We don’t need Fluent (databases) but we want to install Leaf (templates).

  1. Run the project on our machine.

  2. Make sure it works

    curl http://127.0.0.1:8080/hello
    

3. Deploy to Dokku

  1. Create a new Dokku app
    ssh dokku@[REDACTED] apps:create hellovapor
    
  2. Create a new local git repository and push to Dokku
    git init
    git remote add betzerra dokku@[REDACTED]:hellovapor
    git push betzerra main:master
    

Our app is deployed

… and we’re done, right?

The website is working, righ?

Well, no.

We’ve deployed the app but with no https support. This would’ve been just fine in 2010 but now there’re many browsers that won’t open “unsecured” websites by default.

That’s where letsencrypt plugin comes in.

  1. Set your email to DOKKU_LETSENCRYPT_EMAIL environment variable so the plugin can do its magic
    ssh dokku@[REDACTED] config:set --no-restart hellovapor DOKKU_LETSENCRYPT_EMAIL=[REDACTED]
    
  2. Get a letsencrypt certificate for our project
    ssh dokku@[REDACTED] letsencrypt:enable hellovapor
    

If you’re using the versions I defined above you’ll get an error.

2022/12/03 20:09:28 Could not obtain certificates: error: one or more domains had a problem:

[REDACTED] acme: error: 403 :: urn:ietf:params:acme:error:unauthorized :: [REDACTED]: Invalid response from [REDACTED]:443/.well-known/acme-challenge/3e9u9oJnT9r1Do83dtiCOWvk4BSDFgyONlfbK7nNZvc: 404

*Cries in DevOps*

I got stuck with this error for more than a week. Reported this here and here but had no luck.

The fix

This piece of information in the README helped me a lot:

For Dockerfile deploys, by default, dokku will determine which ports a container exposes and proxies all those exposed ports in the Docker container by listening on the same port numbers on the host. This means that both the proxies for HTTP port 80 and HTTPS port 443 to the app’s container need to be manually configured.

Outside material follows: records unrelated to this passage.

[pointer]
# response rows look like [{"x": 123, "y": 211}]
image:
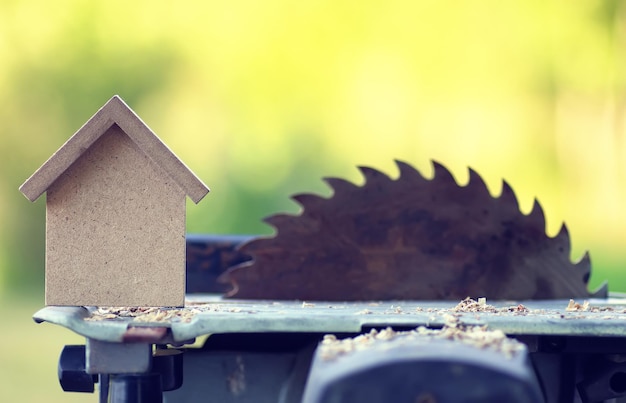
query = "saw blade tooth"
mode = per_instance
[
  {"x": 584, "y": 266},
  {"x": 339, "y": 185},
  {"x": 584, "y": 261},
  {"x": 475, "y": 180},
  {"x": 308, "y": 200},
  {"x": 563, "y": 240},
  {"x": 441, "y": 173},
  {"x": 536, "y": 215},
  {"x": 278, "y": 220},
  {"x": 602, "y": 291},
  {"x": 372, "y": 175},
  {"x": 507, "y": 195},
  {"x": 408, "y": 172}
]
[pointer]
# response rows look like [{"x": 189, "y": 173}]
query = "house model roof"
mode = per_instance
[{"x": 114, "y": 112}]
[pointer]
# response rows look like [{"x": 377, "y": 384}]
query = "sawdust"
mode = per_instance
[
  {"x": 574, "y": 306},
  {"x": 476, "y": 336},
  {"x": 470, "y": 305},
  {"x": 154, "y": 314}
]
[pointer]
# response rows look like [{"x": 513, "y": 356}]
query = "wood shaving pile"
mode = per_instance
[
  {"x": 480, "y": 305},
  {"x": 475, "y": 336},
  {"x": 470, "y": 305},
  {"x": 155, "y": 314},
  {"x": 574, "y": 306}
]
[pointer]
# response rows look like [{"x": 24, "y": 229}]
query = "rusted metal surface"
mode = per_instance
[
  {"x": 208, "y": 256},
  {"x": 410, "y": 238}
]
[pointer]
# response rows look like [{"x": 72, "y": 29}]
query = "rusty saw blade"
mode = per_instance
[{"x": 410, "y": 238}]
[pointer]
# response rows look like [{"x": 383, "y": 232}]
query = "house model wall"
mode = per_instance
[{"x": 115, "y": 214}]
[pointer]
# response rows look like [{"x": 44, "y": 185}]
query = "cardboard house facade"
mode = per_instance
[{"x": 115, "y": 214}]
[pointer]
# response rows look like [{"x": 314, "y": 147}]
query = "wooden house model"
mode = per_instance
[{"x": 115, "y": 214}]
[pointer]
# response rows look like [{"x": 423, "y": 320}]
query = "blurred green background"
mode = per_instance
[{"x": 262, "y": 99}]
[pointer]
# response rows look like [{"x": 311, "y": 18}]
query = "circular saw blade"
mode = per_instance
[{"x": 410, "y": 238}]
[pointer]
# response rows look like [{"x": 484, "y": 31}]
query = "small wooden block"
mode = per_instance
[{"x": 115, "y": 215}]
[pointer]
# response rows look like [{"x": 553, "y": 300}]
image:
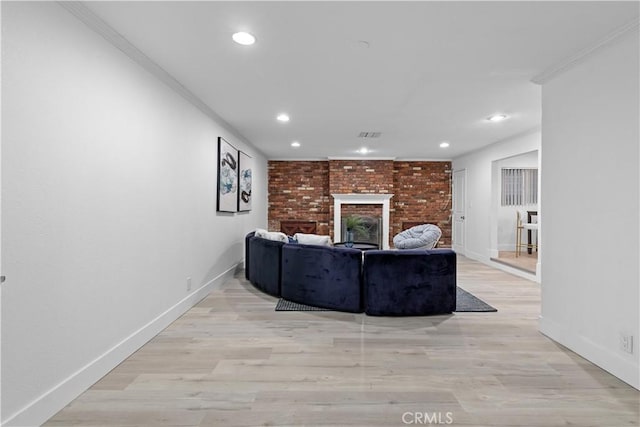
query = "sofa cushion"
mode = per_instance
[
  {"x": 313, "y": 239},
  {"x": 265, "y": 264},
  {"x": 322, "y": 276},
  {"x": 409, "y": 282}
]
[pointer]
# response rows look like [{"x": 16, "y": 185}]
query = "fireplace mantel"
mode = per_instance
[{"x": 361, "y": 199}]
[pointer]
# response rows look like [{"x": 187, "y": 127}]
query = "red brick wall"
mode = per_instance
[
  {"x": 360, "y": 176},
  {"x": 301, "y": 190},
  {"x": 422, "y": 193}
]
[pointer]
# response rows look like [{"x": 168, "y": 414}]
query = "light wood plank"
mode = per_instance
[{"x": 234, "y": 361}]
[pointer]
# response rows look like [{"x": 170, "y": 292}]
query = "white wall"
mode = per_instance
[
  {"x": 506, "y": 237},
  {"x": 108, "y": 186},
  {"x": 482, "y": 193},
  {"x": 590, "y": 192}
]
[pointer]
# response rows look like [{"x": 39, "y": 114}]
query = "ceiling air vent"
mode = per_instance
[{"x": 369, "y": 134}]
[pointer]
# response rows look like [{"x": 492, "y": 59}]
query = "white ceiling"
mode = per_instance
[{"x": 433, "y": 71}]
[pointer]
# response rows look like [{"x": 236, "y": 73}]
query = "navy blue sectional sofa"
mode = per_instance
[
  {"x": 380, "y": 282},
  {"x": 409, "y": 282},
  {"x": 322, "y": 276}
]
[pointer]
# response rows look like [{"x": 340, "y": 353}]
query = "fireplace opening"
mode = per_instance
[{"x": 369, "y": 229}]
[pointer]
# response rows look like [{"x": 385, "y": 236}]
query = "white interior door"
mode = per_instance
[{"x": 459, "y": 210}]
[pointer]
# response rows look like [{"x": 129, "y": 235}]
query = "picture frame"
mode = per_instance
[
  {"x": 227, "y": 194},
  {"x": 245, "y": 181}
]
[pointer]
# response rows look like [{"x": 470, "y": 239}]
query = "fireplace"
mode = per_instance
[{"x": 361, "y": 199}]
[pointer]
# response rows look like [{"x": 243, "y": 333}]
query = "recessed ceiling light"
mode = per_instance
[
  {"x": 243, "y": 38},
  {"x": 497, "y": 118}
]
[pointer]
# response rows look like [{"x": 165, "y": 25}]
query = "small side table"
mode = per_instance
[{"x": 529, "y": 215}]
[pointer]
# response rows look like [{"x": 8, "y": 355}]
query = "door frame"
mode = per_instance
[{"x": 461, "y": 249}]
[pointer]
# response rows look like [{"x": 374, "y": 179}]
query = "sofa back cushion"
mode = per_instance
[
  {"x": 322, "y": 276},
  {"x": 265, "y": 264},
  {"x": 313, "y": 239},
  {"x": 409, "y": 282},
  {"x": 271, "y": 235}
]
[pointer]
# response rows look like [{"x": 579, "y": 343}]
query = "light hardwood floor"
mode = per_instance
[
  {"x": 525, "y": 261},
  {"x": 234, "y": 361}
]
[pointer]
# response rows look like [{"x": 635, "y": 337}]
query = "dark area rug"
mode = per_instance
[
  {"x": 285, "y": 305},
  {"x": 465, "y": 302}
]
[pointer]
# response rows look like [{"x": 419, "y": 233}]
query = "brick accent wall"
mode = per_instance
[
  {"x": 422, "y": 193},
  {"x": 301, "y": 190},
  {"x": 360, "y": 176}
]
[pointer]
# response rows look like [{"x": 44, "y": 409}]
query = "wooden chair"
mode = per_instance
[{"x": 520, "y": 227}]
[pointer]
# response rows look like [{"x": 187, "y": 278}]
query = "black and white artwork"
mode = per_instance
[
  {"x": 244, "y": 182},
  {"x": 227, "y": 200}
]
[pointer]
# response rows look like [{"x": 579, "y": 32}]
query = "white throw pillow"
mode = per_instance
[
  {"x": 271, "y": 235},
  {"x": 313, "y": 239}
]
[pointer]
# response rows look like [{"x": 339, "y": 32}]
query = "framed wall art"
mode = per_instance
[
  {"x": 244, "y": 182},
  {"x": 227, "y": 200}
]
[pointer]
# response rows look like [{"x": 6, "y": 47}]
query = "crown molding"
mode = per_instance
[
  {"x": 577, "y": 58},
  {"x": 95, "y": 23},
  {"x": 361, "y": 158}
]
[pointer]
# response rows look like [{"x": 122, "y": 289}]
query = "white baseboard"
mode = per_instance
[
  {"x": 615, "y": 364},
  {"x": 52, "y": 401}
]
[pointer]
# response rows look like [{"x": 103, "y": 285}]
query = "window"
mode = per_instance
[{"x": 519, "y": 186}]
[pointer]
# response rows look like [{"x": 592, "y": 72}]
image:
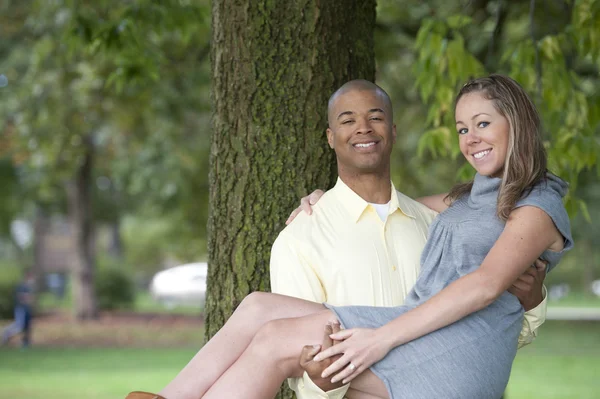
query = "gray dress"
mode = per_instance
[{"x": 472, "y": 357}]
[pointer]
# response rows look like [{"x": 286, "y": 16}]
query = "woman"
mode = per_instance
[{"x": 456, "y": 335}]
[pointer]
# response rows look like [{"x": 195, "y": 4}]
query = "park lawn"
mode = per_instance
[
  {"x": 564, "y": 363},
  {"x": 52, "y": 373}
]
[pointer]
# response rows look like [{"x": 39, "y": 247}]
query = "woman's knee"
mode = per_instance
[
  {"x": 256, "y": 304},
  {"x": 273, "y": 340}
]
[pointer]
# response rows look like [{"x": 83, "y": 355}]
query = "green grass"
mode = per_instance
[
  {"x": 577, "y": 300},
  {"x": 87, "y": 373},
  {"x": 563, "y": 363}
]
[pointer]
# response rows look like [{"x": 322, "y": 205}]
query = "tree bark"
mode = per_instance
[
  {"x": 273, "y": 70},
  {"x": 79, "y": 193}
]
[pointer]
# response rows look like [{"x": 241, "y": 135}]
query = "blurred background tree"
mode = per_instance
[{"x": 106, "y": 139}]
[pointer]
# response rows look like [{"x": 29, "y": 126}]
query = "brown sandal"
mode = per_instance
[{"x": 143, "y": 395}]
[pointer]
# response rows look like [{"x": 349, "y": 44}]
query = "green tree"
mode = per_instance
[{"x": 273, "y": 69}]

This is how it should look like when you write:

ssh dokku@[REDACTED] proxy:ports hellovapor

How ports should be setup

Use proxy:ports-remove and proxy:ports-add command to set the ports properly. For example:

// Remove the wrong port
ssh dokku@[REDACTED] proxy:ports-remove hellovapor http:8080:8080

// Add http and https
ssh dokku@[REDACTED] proxy:ports-add hellovapor http:80:8080
ssh dokku@[REDACTED] proxy:ports-add hellovapor https:443:8080

Now re-run letsencrypt command:

ssh dokku@[REDACTED] letsencrypt:enable hellovapor

This time should run fine 🙌

Checking if our new website is working

4. Herokuish Buildpack (Optional)

If you’re getting an outdated Swift, you could try Heroku’s buildpack:

Create a file called .buildpack with the following content:

https://github.com/vapor/heroku-buildpack

Summary

Compared with Sinatra, deploying a simple website took me more energy and time. On the other hand, Swift and Vapor are quite new yet and there’s a long way to go.

Ruby was created in 1995, Rails in 2004. Of course they will have a bigger community, ubiquitous documentation and better support. Picking the right framework is as important as picking the right language.

That being said, I was able to deploy my first simple service (it’s a few lines of code and uses Redis) in Vapor last month, so I’m feeling positive that this will get better and better.